第26話 季節は巡る
二年生になると、由希子さん達は忙しくなった。
ただ、留学を決めたのが少し遅かったので、結局はこちらの大学に籍だけ置いてアメリカにある系列の大学に進学をしようと考えてるみたいだった。
愛理さんも由希子さんに合わせたのか同じ進路で、とりあえず向こうの生活に馴染んでから、改めて他の大学を受験しなおすかどうかを決めるらしい。
後の二人も、塾だなんだと中々来られなくなっている。
休日、みんながここに集まることも少なくなっていった。
そうして、季節は巡りまた春が来ていた。由希子さん達は、もう高校三年生。
僕らの時代なら、女性はもう結婚している人も多かった歳だ。
僕は一人庭に降りてみる。
怖くて確かめられなかったことを、確かめる良い機会なのかも知れない。
花びらが舞う度に、もう枯れている花もあるんじゃ無いかと思って……。
何だろう、枯れてはいない。だけど、あんなに咲き乱れていた花のかずは、随分減っているような気がした。
この庭に降りられるのは、僕だけだ。
最初から、子ども達は……由希子さんですら、この庭に降りようという気になれないらしい。

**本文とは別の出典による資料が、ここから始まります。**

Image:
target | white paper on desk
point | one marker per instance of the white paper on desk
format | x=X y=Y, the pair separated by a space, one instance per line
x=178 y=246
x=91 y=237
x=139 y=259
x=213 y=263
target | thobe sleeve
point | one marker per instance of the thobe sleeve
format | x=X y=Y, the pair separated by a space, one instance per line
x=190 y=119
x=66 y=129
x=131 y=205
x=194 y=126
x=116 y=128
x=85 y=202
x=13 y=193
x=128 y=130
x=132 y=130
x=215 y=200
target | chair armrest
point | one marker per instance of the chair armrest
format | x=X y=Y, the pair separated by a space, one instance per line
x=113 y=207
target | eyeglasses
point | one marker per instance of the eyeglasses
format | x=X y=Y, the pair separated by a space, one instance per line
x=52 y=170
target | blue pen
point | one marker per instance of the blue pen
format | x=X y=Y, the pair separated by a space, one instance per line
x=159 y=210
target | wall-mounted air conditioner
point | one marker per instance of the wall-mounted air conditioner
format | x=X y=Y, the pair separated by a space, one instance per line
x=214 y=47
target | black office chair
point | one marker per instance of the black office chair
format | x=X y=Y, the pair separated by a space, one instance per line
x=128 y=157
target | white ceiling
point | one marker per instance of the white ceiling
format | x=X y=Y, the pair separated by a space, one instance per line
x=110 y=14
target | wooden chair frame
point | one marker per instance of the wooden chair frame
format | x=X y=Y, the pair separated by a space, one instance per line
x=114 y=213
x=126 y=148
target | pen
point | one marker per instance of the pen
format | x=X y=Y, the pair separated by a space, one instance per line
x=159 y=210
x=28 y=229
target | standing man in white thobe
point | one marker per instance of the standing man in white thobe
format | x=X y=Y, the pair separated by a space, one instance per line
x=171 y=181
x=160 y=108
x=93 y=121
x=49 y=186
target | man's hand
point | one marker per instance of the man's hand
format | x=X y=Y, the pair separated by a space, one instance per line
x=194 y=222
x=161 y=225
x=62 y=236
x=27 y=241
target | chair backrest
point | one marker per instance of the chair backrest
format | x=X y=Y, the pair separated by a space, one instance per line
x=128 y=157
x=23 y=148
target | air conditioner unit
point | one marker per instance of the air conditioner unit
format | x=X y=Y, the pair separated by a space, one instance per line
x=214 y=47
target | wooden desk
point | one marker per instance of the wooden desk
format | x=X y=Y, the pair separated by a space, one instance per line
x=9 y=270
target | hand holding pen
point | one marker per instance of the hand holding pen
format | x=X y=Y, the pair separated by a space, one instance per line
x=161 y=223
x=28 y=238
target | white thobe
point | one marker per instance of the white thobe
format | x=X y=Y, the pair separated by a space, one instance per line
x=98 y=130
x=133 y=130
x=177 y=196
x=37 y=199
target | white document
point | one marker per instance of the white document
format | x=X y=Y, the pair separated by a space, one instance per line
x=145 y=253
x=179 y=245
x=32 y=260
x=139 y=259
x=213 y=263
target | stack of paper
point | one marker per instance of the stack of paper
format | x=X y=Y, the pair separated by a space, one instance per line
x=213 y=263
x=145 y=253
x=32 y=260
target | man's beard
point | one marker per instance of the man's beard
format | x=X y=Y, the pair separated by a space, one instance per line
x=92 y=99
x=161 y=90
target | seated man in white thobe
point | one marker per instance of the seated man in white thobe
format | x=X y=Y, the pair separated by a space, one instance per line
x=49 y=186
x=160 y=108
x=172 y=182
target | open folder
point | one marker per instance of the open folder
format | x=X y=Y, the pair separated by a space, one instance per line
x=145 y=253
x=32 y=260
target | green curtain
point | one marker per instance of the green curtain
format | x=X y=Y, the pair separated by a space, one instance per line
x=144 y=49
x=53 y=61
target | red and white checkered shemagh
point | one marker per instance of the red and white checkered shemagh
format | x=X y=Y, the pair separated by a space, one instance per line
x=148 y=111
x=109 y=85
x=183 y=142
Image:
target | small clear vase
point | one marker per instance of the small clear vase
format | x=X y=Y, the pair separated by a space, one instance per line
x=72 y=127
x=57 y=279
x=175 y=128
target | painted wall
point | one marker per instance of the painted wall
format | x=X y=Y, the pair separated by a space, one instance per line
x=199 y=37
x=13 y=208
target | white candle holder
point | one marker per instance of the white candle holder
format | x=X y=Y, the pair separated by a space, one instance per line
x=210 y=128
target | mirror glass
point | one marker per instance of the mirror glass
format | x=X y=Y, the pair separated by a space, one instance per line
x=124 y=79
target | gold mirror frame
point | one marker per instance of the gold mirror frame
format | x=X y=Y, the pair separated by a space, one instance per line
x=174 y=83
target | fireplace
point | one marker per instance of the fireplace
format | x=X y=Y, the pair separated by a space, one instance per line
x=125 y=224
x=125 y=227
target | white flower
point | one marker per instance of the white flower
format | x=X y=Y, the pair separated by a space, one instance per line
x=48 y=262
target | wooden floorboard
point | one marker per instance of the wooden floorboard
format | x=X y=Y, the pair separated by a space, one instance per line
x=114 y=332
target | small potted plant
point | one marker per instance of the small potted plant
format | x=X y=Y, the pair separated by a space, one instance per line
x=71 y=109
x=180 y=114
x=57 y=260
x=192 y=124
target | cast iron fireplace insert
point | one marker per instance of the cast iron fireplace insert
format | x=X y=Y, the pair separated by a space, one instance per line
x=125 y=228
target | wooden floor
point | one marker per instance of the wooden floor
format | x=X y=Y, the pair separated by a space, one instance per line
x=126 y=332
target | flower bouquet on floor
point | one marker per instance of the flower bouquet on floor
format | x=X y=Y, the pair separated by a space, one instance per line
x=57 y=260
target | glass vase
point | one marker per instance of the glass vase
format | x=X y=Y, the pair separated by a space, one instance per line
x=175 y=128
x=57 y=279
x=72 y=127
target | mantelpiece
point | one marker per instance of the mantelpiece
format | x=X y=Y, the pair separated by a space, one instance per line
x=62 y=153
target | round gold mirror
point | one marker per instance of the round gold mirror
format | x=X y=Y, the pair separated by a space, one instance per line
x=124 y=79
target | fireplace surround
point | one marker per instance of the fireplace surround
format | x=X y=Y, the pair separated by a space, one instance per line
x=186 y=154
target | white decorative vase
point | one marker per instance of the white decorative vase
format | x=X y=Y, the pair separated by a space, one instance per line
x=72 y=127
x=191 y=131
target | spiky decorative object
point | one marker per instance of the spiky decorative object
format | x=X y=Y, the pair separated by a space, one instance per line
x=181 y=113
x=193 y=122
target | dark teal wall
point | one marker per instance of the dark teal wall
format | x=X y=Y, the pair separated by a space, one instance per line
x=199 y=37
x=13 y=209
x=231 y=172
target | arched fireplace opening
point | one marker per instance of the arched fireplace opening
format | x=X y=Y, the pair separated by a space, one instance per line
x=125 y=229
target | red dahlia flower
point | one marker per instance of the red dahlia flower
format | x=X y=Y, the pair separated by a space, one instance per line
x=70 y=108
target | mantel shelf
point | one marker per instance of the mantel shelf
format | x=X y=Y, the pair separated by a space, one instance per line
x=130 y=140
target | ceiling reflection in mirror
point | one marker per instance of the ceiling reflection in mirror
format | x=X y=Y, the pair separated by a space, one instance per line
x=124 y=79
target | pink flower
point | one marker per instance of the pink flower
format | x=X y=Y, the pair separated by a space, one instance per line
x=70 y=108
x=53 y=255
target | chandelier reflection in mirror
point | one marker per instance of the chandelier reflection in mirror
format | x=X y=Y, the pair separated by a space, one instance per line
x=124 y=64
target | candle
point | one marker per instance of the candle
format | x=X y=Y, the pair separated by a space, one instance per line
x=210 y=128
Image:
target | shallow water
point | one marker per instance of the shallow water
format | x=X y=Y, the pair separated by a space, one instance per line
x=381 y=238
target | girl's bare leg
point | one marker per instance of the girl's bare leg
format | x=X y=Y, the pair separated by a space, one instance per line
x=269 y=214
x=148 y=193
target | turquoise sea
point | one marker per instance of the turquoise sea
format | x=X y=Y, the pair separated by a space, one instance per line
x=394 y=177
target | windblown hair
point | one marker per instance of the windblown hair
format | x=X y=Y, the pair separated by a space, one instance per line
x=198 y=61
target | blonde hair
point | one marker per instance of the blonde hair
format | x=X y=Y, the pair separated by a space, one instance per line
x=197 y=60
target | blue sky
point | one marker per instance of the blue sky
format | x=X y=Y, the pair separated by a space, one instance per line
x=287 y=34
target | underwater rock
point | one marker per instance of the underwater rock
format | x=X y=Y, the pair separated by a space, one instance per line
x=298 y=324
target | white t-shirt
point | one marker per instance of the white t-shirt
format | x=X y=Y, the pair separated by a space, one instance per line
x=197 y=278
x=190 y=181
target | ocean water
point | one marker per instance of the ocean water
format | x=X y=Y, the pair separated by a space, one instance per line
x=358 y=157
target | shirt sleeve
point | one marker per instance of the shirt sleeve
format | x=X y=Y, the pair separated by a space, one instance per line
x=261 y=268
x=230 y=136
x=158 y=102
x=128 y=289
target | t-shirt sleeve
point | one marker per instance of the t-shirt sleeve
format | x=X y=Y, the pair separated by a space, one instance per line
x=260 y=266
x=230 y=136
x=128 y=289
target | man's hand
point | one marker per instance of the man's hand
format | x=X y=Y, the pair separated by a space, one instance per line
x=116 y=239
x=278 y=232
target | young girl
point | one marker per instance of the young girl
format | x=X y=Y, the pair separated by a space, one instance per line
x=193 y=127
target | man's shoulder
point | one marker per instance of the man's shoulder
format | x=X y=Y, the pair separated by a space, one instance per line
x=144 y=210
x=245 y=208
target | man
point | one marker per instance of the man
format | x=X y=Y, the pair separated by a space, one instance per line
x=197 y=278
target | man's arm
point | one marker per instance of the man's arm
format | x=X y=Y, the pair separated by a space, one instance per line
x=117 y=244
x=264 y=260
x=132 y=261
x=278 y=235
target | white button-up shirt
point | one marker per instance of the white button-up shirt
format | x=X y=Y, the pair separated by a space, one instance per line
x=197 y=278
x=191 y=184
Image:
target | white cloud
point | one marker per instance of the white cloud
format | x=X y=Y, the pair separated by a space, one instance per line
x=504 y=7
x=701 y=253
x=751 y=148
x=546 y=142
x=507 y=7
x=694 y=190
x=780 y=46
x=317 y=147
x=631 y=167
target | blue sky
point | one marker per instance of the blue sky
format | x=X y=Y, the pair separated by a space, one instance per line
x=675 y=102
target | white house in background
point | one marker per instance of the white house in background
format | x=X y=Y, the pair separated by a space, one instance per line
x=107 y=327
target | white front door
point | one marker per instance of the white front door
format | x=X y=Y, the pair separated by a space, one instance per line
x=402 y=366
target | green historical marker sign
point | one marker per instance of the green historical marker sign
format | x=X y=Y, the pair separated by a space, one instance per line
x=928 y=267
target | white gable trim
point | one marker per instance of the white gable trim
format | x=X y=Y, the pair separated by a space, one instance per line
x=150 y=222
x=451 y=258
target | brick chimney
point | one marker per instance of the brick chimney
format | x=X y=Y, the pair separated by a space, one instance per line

中から眺めることはあっても、まるで結界でも張られたように、誰も庭に降りようとしなかった。
そして、三階に上がってみる。
僕が、服薬自殺をさせられて、眠った場所だ。
二度目に目覚めさせられた後、僕も由希子さんも一度も三階に上がらなかった。
空気がよどんでいる。もう、六年くらい誰も入ってないんだから仕方無いか。
僕は窓を開けて換気をした。
明るい日差しが入る。
春の柔らかな日に照らされたベッドを見る。
ベッドには、まるで眠っているかのような穏やかな表情の僕がいる。
状態もとても綺麗だ。そんな、あり得ない光景になっていた。
多分、本当の遺体はお墓の下のはずだ。
桜井家の墓に、僕の名前も彫られているのを確認した。
自分の墓に参るのも変な気がしたけど。
でないと、あの時代とはいえ遺体の放置は問題になっただろう。
僕は、一階に降りていった。多分、もうすぐ呼び鈴が鳴るはずだ。
「珍しいね。愛理さんが一人でここに来るだなんて……。
しかも、今の時間だったら、まだ授業中じゃないのかい」
どうぞ、と言って中に招いた。
「まるで、来るのが分かっていたみたいですね。伸也さん」
愛理さんは少し警戒をしているみたいだ。口調が硬い。
「うん。分かってたよ」
僕は穏やかに笑って言った。
「どうぞ、座って。
今、紅茶を入れるから」
いつものリビングではなくて、サロンの方に愛理さんを招き入れていた。
庭に続くガラス戸は開け放っている。
春の暖かい風が吹いていた。
愛理さんは大人しく座って待っている。
お茶菓子のクッキーと紅茶を入れ、愛理さんの目の前に出した。
「ありがとうございます」
愛理さんは、お礼を言う。
「それで? 学校をサボってまで、僕に何か用があったのかな?」
僕も座って、愛理さんに訊いた。
「伸也さんは、由希子の事をどう思っていますか?」
愛理さんは、思い詰めたように訊いてきていた。